De Deutsche Bundesstiftung Umwelt (DBU) ondersteunt een nieuwe methode met warmtebeeldcamera's om reeënpopulaties te tellen.
Drones met warmtebeeldcamera's zullen in de toekomst belangrijk worden voor reeënpopulaties. Tot nu toe zijn drones vooral gebruikt als reddingsboei voor de dieren. In mei en juni verwachten de dieren nakomelingen, en de reekalfjes worden door hun moeders vaak verstopt in het hoge gras van weilanden. Drones uitgerust met camera's kunnen dan voorkomen dat dieren worden gedood tijdens een maaibeurt.

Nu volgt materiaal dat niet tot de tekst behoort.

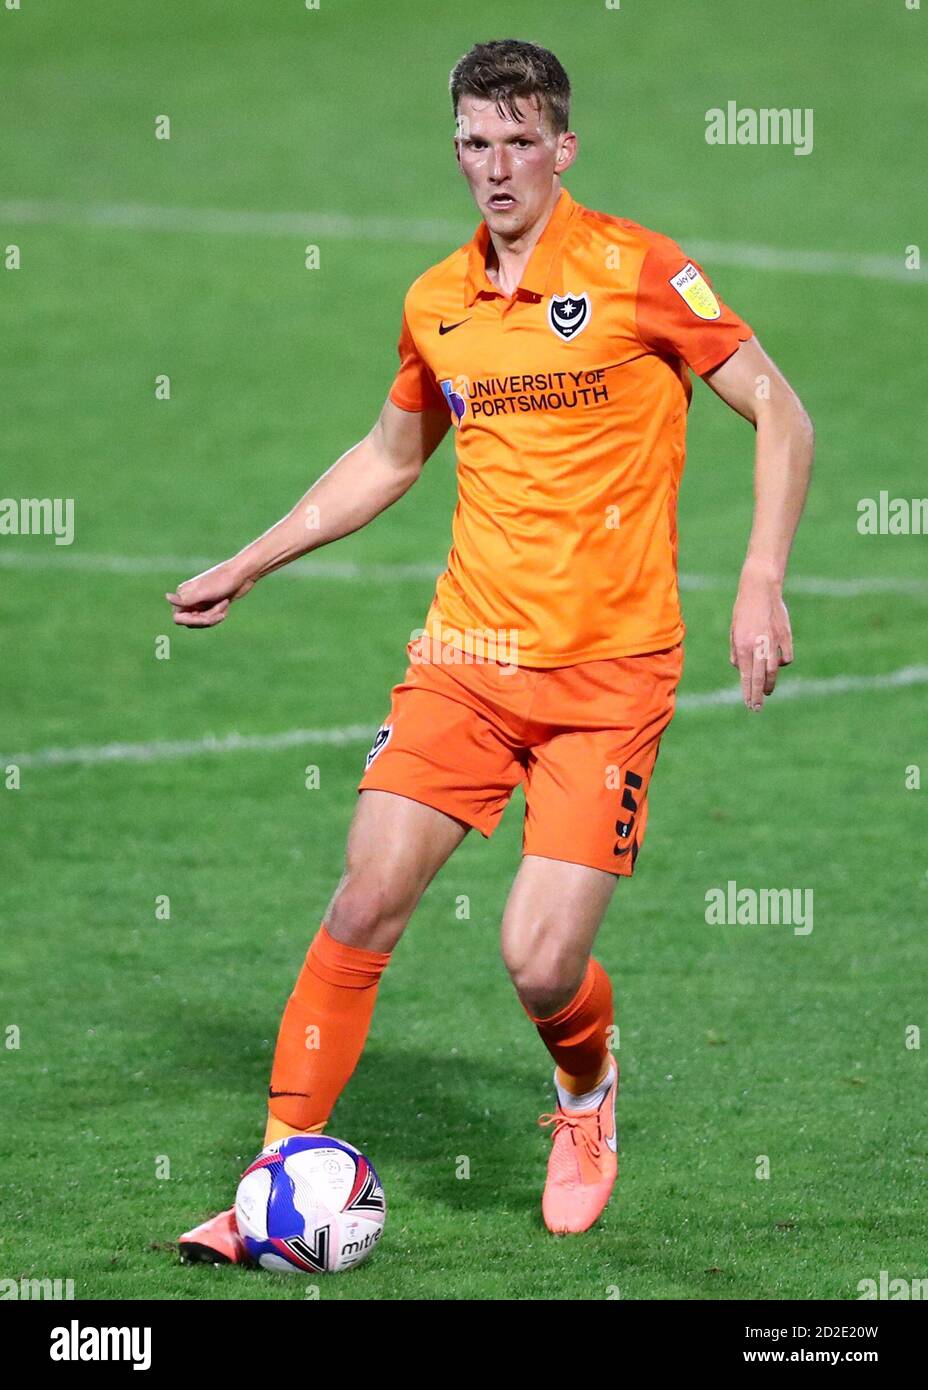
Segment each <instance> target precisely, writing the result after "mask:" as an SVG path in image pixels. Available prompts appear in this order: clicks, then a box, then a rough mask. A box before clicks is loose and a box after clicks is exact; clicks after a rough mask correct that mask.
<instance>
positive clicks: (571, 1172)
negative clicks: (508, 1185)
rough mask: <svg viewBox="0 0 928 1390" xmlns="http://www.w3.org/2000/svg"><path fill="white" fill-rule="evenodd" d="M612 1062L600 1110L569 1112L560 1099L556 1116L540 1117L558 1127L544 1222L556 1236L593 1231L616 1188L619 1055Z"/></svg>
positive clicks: (556, 1129) (551, 1159) (545, 1186)
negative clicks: (544, 1219)
mask: <svg viewBox="0 0 928 1390" xmlns="http://www.w3.org/2000/svg"><path fill="white" fill-rule="evenodd" d="M608 1063H610V1069H611V1073H613V1080H611V1086H610V1087H608V1090H607V1093H606V1095H604V1098H603V1101H602V1104H600V1105H599V1106H597V1108H596V1109H593V1111H565V1109H563V1106H561V1105H560V1102H558V1105H557V1111H556V1112H554V1113H553V1115H540V1116H539V1119H538V1123H539V1125H542V1126H547V1125H553V1126H554V1130H553V1134H552V1140H553V1143H552V1152H550V1156H549V1159H547V1181H546V1183H545V1194H543V1197H542V1215H543V1218H545V1225H546V1226H547V1229H549V1230H550V1232H553V1233H554V1234H556V1236H567V1234H575V1233H579V1232H582V1230H589V1227H590V1226H592V1225H593V1222H595V1220H596V1218H597V1216H599V1215H600V1212H602V1211H603V1208H604V1207H606V1202H607V1201H608V1198H610V1195H611V1193H613V1187H614V1186H615V1177H617V1176H618V1161H617V1158H615V1147H617V1141H615V1093H617V1091H618V1065H617V1062H615V1058H614V1056H610V1059H608Z"/></svg>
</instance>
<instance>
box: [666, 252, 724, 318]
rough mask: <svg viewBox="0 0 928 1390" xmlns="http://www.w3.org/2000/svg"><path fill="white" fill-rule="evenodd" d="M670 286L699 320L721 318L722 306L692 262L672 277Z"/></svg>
mask: <svg viewBox="0 0 928 1390" xmlns="http://www.w3.org/2000/svg"><path fill="white" fill-rule="evenodd" d="M670 284H671V285H672V286H674V289H675V291H677V293H678V295H679V297H681V299H682V300H683V302H685V303H686V304H688V307H689V309H690V310H692V311H693V313H695V314H696V317H697V318H721V313H722V310H721V304H720V303H718V300H717V299H715V296H714V295H713V292H711V289H710V288H709V284H707V281H706V279H704V278H703V277H702V275H700V274H699V271H697V270H696V267H695V265H693V263H692V261H686V264H685V265H683V268H682V270H681V271H678V274H677V275H671V278H670Z"/></svg>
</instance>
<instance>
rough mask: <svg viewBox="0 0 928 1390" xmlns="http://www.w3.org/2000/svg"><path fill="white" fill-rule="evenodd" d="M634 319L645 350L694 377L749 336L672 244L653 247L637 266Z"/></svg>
mask: <svg viewBox="0 0 928 1390" xmlns="http://www.w3.org/2000/svg"><path fill="white" fill-rule="evenodd" d="M636 318H638V336H639V338H640V341H642V342H643V343H645V346H646V347H650V349H653V350H654V352H658V353H664V354H668V356H672V357H681V359H682V360H683V361H685V363H686V366H688V367H692V370H693V371H695V373H696V374H697V375H704V374H706V373H707V371H711V370H713V368H714V367H720V366H721V363H724V361H725V359H727V357H731V354H732V353H734V352H738V347H739V346H740V343H745V342H747V339H749V338H752V336H753V332H754V331H753V328H752V327H750V324H746V322H745V320H743V318H740V317H739V316H738V314H736V313H735V311H734V310H732V309H728V306H727V304H724V303H722V302H721V299H718V296H717V295H715V292H714V291H713V286H711V282H710V279H709V278H707V275H706V274H704V272H703V268H702V265H699V264H697V261H693V260H688V257H686V254H685V252H682V250H681V249H679V247H678V246H675V245H674V243H672V242H667V243H665V245H663V246H660V247H657V246H656V247H652V249H650V250H649V252H647V254H646V257H645V260H643V263H642V271H640V277H639V281H638V304H636Z"/></svg>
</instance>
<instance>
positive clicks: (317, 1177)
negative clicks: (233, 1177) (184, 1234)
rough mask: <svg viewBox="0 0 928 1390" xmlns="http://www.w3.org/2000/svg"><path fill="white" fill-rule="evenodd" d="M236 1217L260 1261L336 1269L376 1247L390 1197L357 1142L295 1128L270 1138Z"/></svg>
mask: <svg viewBox="0 0 928 1390" xmlns="http://www.w3.org/2000/svg"><path fill="white" fill-rule="evenodd" d="M235 1219H236V1222H238V1226H239V1234H240V1237H242V1240H243V1241H245V1248H246V1250H247V1252H249V1255H250V1257H251V1259H253V1261H256V1264H258V1265H260V1266H261V1268H263V1269H272V1270H275V1272H276V1273H282V1275H321V1273H335V1272H336V1270H339V1269H350V1268H351V1266H353V1265H360V1264H361V1261H363V1259H367V1257H368V1255H370V1254H371V1251H372V1250H374V1247H375V1245H376V1243H378V1240H379V1238H381V1234H382V1233H383V1222H385V1220H386V1198H385V1197H383V1187H382V1184H381V1179H379V1177H378V1176H376V1172H375V1169H374V1165H372V1163H371V1161H370V1159H368V1158H365V1156H364V1154H361V1151H360V1150H357V1148H354V1147H353V1145H351V1144H346V1143H345V1141H343V1140H340V1138H331V1137H329V1136H328V1134H297V1136H295V1137H293V1138H281V1140H278V1141H276V1143H275V1144H268V1147H267V1148H263V1150H261V1152H260V1154H258V1156H257V1158H256V1159H254V1162H253V1163H250V1165H249V1166H247V1168H246V1170H245V1173H243V1175H242V1181H240V1183H239V1190H238V1193H236V1195H235Z"/></svg>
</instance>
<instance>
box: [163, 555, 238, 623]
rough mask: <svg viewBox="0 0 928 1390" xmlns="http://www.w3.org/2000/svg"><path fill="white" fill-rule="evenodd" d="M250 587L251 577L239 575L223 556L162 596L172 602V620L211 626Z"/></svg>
mask: <svg viewBox="0 0 928 1390" xmlns="http://www.w3.org/2000/svg"><path fill="white" fill-rule="evenodd" d="M251 588H254V580H253V578H242V574H240V571H239V570H238V569H236V567H235V564H233V563H232V562H231V560H224V562H222V564H214V566H213V569H211V570H204V571H203V574H197V575H194V578H192V580H185V581H183V584H178V589H176V594H165V595H164V596H165V599H167V600H168V603H172V605H174V621H175V623H179V624H181V626H182V627H215V624H217V623H221V621H222V619H224V617H225V614H226V613H228V612H229V605H231V603H232V602H233V600H235V599H240V598H245V595H246V594H247V592H249V589H251Z"/></svg>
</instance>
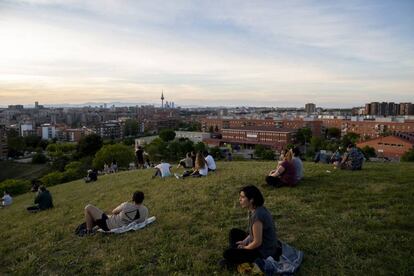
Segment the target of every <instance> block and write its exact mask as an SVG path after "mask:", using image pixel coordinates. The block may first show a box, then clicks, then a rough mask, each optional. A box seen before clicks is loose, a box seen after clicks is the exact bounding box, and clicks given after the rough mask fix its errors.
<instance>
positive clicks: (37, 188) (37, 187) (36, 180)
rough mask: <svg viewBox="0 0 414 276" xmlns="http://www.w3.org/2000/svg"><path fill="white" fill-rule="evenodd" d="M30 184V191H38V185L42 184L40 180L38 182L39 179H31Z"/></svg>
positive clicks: (38, 190)
mask: <svg viewBox="0 0 414 276" xmlns="http://www.w3.org/2000/svg"><path fill="white" fill-rule="evenodd" d="M31 184H32V188H31V189H30V191H31V192H33V193H36V192H37V191H39V187H40V185H42V182H40V180H37V179H32V181H31Z"/></svg>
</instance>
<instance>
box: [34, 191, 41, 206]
mask: <svg viewBox="0 0 414 276" xmlns="http://www.w3.org/2000/svg"><path fill="white" fill-rule="evenodd" d="M39 201H40V193H37V195H36V197H35V204H39Z"/></svg>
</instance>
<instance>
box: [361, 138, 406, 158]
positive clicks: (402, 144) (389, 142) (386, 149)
mask: <svg viewBox="0 0 414 276" xmlns="http://www.w3.org/2000/svg"><path fill="white" fill-rule="evenodd" d="M408 136H411V137H412V138H411V141H410V139H405V138H402V137H400V136H397V135H389V136H386V137H378V138H375V139H371V140H367V141H363V142H360V143H357V147H359V148H363V147H365V146H370V147H372V148H374V149H375V152H376V154H377V156H378V157H388V158H390V159H397V160H399V159H400V158H401V156H402V155H403V154H404V153H405V152H407V151H409V150H410V149H412V148H413V147H414V136H413V135H408Z"/></svg>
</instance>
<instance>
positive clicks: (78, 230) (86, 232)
mask: <svg viewBox="0 0 414 276" xmlns="http://www.w3.org/2000/svg"><path fill="white" fill-rule="evenodd" d="M86 234H87V229H86V222H84V223H81V224H79V225H78V227H76V229H75V235H77V236H79V237H83V236H85V235H86Z"/></svg>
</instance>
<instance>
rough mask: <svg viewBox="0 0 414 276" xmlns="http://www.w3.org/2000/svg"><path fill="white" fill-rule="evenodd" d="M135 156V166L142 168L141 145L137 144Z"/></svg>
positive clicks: (143, 151)
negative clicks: (136, 159) (136, 150)
mask: <svg viewBox="0 0 414 276" xmlns="http://www.w3.org/2000/svg"><path fill="white" fill-rule="evenodd" d="M135 156H136V159H137V168H138V169H143V168H144V150H143V149H142V147H141V146H138V149H137V151H136V152H135Z"/></svg>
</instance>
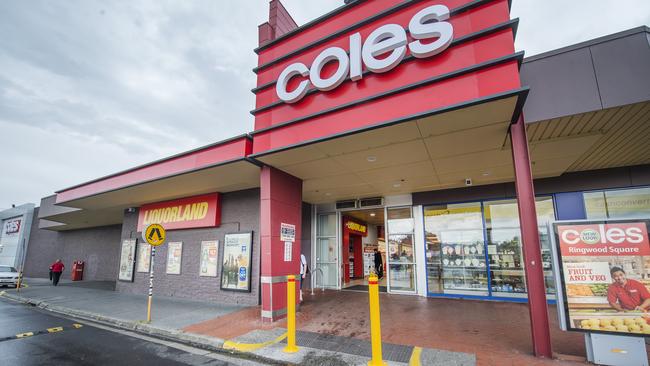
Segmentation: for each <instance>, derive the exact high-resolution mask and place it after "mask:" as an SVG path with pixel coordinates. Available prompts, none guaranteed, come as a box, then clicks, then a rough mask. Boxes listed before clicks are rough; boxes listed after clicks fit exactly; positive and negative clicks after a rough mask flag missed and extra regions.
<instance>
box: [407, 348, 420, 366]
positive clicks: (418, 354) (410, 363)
mask: <svg viewBox="0 0 650 366" xmlns="http://www.w3.org/2000/svg"><path fill="white" fill-rule="evenodd" d="M421 354H422V348H420V347H413V352H412V353H411V359H410V360H409V366H420V355H421Z"/></svg>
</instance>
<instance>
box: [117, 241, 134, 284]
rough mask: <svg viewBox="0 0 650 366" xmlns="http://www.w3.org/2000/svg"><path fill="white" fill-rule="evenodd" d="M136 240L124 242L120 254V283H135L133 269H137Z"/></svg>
mask: <svg viewBox="0 0 650 366" xmlns="http://www.w3.org/2000/svg"><path fill="white" fill-rule="evenodd" d="M135 246H136V240H135V239H126V240H124V241H123V242H122V250H121V252H120V273H119V275H118V279H119V280H120V281H130V282H133V269H134V267H135Z"/></svg>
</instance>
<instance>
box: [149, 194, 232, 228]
mask: <svg viewBox="0 0 650 366" xmlns="http://www.w3.org/2000/svg"><path fill="white" fill-rule="evenodd" d="M150 224H161V225H163V226H164V227H165V229H166V230H175V229H189V228H200V227H215V226H219V225H220V224H221V200H220V196H219V193H210V194H205V195H201V196H194V197H188V198H182V199H178V200H173V201H166V202H157V203H152V204H148V205H143V206H142V207H140V212H139V215H138V231H142V229H144V228H145V227H147V226H148V225H150Z"/></svg>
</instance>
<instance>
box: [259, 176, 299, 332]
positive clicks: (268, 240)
mask: <svg viewBox="0 0 650 366" xmlns="http://www.w3.org/2000/svg"><path fill="white" fill-rule="evenodd" d="M301 220H302V181H301V180H300V179H298V178H296V177H294V176H292V175H289V174H287V173H285V172H282V171H280V170H277V169H275V168H271V167H268V166H264V167H263V168H262V171H261V173H260V244H261V253H262V259H261V261H262V263H261V267H262V268H261V282H262V320H264V321H274V320H277V319H280V318H283V317H285V315H286V312H287V287H286V281H287V277H286V276H287V275H289V274H293V275H296V276H298V275H299V274H300V238H301V235H300V229H301ZM281 223H285V224H291V225H295V227H296V236H295V241H294V242H293V243H292V251H291V260H290V261H285V256H284V247H285V243H284V242H283V241H281V240H280V226H281V225H280V224H281ZM296 278H298V277H296ZM298 288H299V286H296V302H297V301H298V300H299V297H298Z"/></svg>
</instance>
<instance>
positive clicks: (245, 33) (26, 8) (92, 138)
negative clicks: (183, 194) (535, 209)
mask: <svg viewBox="0 0 650 366" xmlns="http://www.w3.org/2000/svg"><path fill="white" fill-rule="evenodd" d="M283 3H284V4H285V6H286V7H287V8H288V9H289V12H290V13H291V14H292V15H293V16H294V18H295V20H296V21H297V22H298V24H304V23H306V22H308V21H309V20H311V19H314V18H316V17H318V16H320V15H322V14H325V13H326V12H328V11H330V10H332V9H334V8H336V7H338V6H339V5H341V4H342V3H343V0H336V1H335V0H318V1H305V0H284V1H283ZM512 17H513V18H514V17H519V18H520V23H519V30H518V33H517V40H516V47H517V49H518V50H524V51H526V55H527V56H530V55H534V54H537V53H540V52H545V51H549V50H552V49H556V48H559V47H563V46H567V45H570V44H574V43H577V42H581V41H585V40H589V39H592V38H595V37H599V36H603V35H607V34H610V33H614V32H618V31H621V30H625V29H629V28H633V27H637V26H640V25H648V24H650V1H647V0H626V1H620V0H619V1H615V0H609V1H608V0H573V1H567V0H514V1H513V9H512ZM267 19H268V1H267V0H246V1H236V0H209V1H208V0H203V1H199V0H177V1H158V0H155V1H154V0H152V1H139V0H138V1H122V0H120V1H88V0H66V1H32V0H13V1H12V0H4V1H0V156H1V159H2V170H0V209H3V208H8V207H10V206H11V204H12V203H15V204H22V203H25V202H33V203H36V204H37V205H38V204H39V202H40V198H41V197H44V196H48V195H50V194H53V192H54V191H56V190H59V189H62V188H66V187H68V186H71V185H74V184H77V183H81V182H84V181H87V180H90V179H93V178H97V177H100V176H103V175H106V174H110V173H113V172H117V171H120V170H123V169H126V168H129V167H132V166H134V165H139V164H143V163H146V162H149V161H152V160H155V159H159V158H163V157H165V156H169V155H172V154H175V153H178V152H182V151H184V150H188V149H192V148H195V147H198V146H201V145H205V144H209V143H212V142H215V141H218V140H221V139H225V138H228V137H231V136H233V135H237V134H241V133H245V132H248V131H251V130H252V129H253V118H252V116H251V115H250V114H249V111H250V110H251V109H252V106H253V104H254V95H253V94H252V93H251V92H250V89H251V88H253V87H254V84H255V74H254V73H253V72H252V71H251V70H252V69H253V68H254V67H255V66H256V61H257V60H256V56H255V53H254V52H253V49H254V48H255V47H256V46H257V26H258V24H260V23H263V22H264V21H266V20H267Z"/></svg>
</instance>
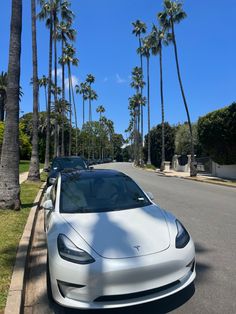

In de toekomst zou dergelijke technologie ook kunnen worden gebruikt voor het tellen van de populatie in de winter. De Forschungsanstalt für Waldökologie und Forstwirtschaft Rheinland-Pfalz in Trippstadt bij Kaiserslautern heeft een methode ontwikkeld met drones en warmtebeeldcamera's die de dieren weinig hindert. De Deutsche Bundesstiftung Umwelt verleende technische en financiële steun aan de methode die innovatief is voor natuurbeheer.
Net als veel andere wilde dieren zijn reeën nauwelijks te tellen, vooral in het bos, waar ze voornamelijk leven. Schattingen van de omvang van de populatie zijn meestal alleen gebaseerd op statistieken over ongevallen met wilde dieren of het aantal dieren dat tijdens het jachtseizoen is gedood. Ervaring van bosbouw- en jachtexperts geeft ook informatie over de populatieomvang.
Maar reeën zijn fijnproevers – ze eten graag de tere knoppen van jonge bomen. Ter bescherming worden pas aangeplante bosgebieden daarom vaak omheind. Boswachters schatten vervolgens de bladerdruk op basis van het verschil tussen de omheinde – en dus beschermde – en de geknabbelde bomen buiten de omheining en leiden daaruit het geschatte aantal reeën af.
In uitgestrekte bosbestanden moeten grote gebieden zich op natuurlijke wijze kunnen ontwikkelen. In natuurlijk erfgoed sluit dit aanplant en omheining uit. Een grote reeënpopulatie kan van invloed zijn op de bladersnelheid van natuurlijk hergroeiende planten. Bij de natuurlijke erfgoedgebieden daarentegen ligt de focus op het perspectief van natuurbehoud. Beheerders wegen af of de wilde populatie voldoende verjonging van het bos toelaat.
Met behulp van door drones ondersteunde technologie heeft het onderzoeksinstituut in Trippstadt een methode ontwikkeld waarmee reeën 's nachts in het bos kunnen worden geregistreerd tijdens de hoofdactiviteitstijd in grotere, zelfs onbegaanbare gebieden zonder ze al te veel te storen. Om dat laatste te onderzoeken, liet en onderzoekers met warmtebeeldcamera's uitgeruste drones op verschillende hoogtes over reeën vliegen en observeerden hun gedrag. Vanaf een minimale vlieghoogte van 80 m vluchtten de reeën niet; slechts één procent van de dieren reageerde nerveus.
Het nachtelijke ruimtegebruik kan worden waargenomen via warmtebeeldcamera's. Dat geldt vooral in het winterse gemengde loofbos, wanneer geen bladeren het zicht belemmeren. Voor zuivere naaldbossen en hun regeneratie is er nog behoefte aan verder onderzoek voor de toepassing van deze methode. Met het oog op toekomstgericht natuurbeheer hopen de onderzoekers op een hoog potentieel en voordeel, vooral als het gaat om bossen met klimaatstress. De groei van jonge bomen wordt daar waarschijnlijk extra in gevaar wordt gebracht door een dichte populatie reeën.
Potentieel
Jagers, natuurecologen en boswachters hebben vaak verschillende opvattingen over de invloed van de omvang van reeënpopulaties op bosontwikkeling. Het gebruik van drones kan de discussies objectiveren. Daarbij gaat het bijvoorbeeld om de vraag hoe wilde dieren zich voortbewegen in gebieden waar lynxen of wolven voorkomen. Ook kan worden bestudeerd hoe hun gedrag verandert door de toegenomen vrijetijdsdruk tijdens de coronapandemie en daarmee de kwaliteit van het leefgebied beïnvloedt.